# tfp.vi.amari_alpha

The Amari-alpha Csiszar-function in log-space.

``````tfp.vi.amari_alpha(
logu,
alpha=1.0,
self_normalized=False,
name=None
)
``````

A Csiszar-function is a member of,

``````F = { f:R_+ to R : f convex }.
``````

When `self_normalized = True`, the Amari-alpha Csiszar-function is:

``````f(u) = { -log(u) + (u - 1),     alpha = 0
{ u log(u) - (u - 1),    alpha = 1
{ [(u**alpha - 1) - alpha (u - 1)] / (alpha (alpha - 1)),    otherwise
``````

When `self_normalized = False` the `(u - 1)` terms are omitted.
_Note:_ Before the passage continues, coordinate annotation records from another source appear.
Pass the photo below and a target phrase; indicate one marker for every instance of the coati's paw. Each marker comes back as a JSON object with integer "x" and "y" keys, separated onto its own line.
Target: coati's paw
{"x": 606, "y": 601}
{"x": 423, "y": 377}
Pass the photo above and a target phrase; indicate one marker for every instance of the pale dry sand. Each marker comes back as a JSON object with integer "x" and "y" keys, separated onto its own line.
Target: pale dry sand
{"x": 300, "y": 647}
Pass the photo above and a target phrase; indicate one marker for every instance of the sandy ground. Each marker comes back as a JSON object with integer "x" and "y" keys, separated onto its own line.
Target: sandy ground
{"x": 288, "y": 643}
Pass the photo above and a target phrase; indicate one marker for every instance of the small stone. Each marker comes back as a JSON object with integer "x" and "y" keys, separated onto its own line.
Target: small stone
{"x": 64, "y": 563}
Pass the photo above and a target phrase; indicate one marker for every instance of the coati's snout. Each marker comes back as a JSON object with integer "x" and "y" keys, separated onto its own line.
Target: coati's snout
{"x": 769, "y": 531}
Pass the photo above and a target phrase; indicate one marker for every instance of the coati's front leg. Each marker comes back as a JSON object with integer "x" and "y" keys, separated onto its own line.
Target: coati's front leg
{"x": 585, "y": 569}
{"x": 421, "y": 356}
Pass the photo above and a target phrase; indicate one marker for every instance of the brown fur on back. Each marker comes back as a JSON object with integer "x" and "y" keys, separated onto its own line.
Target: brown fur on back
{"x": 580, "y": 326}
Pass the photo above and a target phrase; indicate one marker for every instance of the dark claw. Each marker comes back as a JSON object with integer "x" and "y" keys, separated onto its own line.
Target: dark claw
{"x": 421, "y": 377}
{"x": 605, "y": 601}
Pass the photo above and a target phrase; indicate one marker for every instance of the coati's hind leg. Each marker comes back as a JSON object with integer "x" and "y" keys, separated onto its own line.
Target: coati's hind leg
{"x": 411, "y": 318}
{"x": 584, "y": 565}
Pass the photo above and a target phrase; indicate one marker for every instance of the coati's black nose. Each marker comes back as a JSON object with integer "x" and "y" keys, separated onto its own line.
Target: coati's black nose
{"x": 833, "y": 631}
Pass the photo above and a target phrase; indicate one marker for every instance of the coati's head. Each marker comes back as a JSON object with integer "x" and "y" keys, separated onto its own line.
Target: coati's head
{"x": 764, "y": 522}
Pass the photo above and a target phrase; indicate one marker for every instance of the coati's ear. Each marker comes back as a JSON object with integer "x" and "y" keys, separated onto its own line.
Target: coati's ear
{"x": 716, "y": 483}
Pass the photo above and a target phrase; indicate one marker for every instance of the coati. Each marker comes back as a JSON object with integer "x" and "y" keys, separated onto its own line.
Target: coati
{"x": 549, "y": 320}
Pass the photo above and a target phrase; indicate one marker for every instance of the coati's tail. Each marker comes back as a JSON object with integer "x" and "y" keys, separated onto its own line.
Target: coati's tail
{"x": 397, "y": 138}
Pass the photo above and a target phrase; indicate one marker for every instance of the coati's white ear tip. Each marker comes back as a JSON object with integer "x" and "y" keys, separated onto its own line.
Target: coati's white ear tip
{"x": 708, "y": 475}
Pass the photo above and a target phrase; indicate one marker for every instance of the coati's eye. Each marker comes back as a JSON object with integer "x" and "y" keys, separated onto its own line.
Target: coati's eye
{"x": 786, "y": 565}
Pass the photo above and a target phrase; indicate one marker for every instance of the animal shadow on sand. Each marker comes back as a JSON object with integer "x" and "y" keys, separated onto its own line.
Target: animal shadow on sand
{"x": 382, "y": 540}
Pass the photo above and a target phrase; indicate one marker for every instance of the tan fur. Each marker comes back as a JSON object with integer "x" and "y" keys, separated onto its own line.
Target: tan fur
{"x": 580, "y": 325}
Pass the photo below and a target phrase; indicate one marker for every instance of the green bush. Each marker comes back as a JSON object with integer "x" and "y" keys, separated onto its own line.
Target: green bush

For more information, see: A. Cichocki and S. Amari. "Families of Alpha-Beta-and GammaDivergences: Flexible and Robust Measures of Similarities." Entropy, vol. 12, no. 6, pp. 1532-1568, 2010.

#### Args:

• `logu`: `float`-like `Tensor` representing `log(u)` from above.
• `alpha`: `float`-like Python scalar. (See Mathematical Details for meaning.)
• `self_normalized`: Python `bool` indicating whether `f'(u=1)=0`. When `f'(u=1)=0` the implied Csiszar f-Divergence remains non-negative even when `p, q` are unnormalized measures.
• `name`: Python `str` name prefixed to Ops created by this function.

#### Returns:

• `amari_alpha_of_u`: `float`-like `Tensor` of the Csiszar-function evaluated at `u = exp(logu)`.

#### Raises:

• `TypeError`: if `alpha` is `None` or a `Tensor`.
• `TypeError`: if `self_normalized` is `None` or a `Tensor`.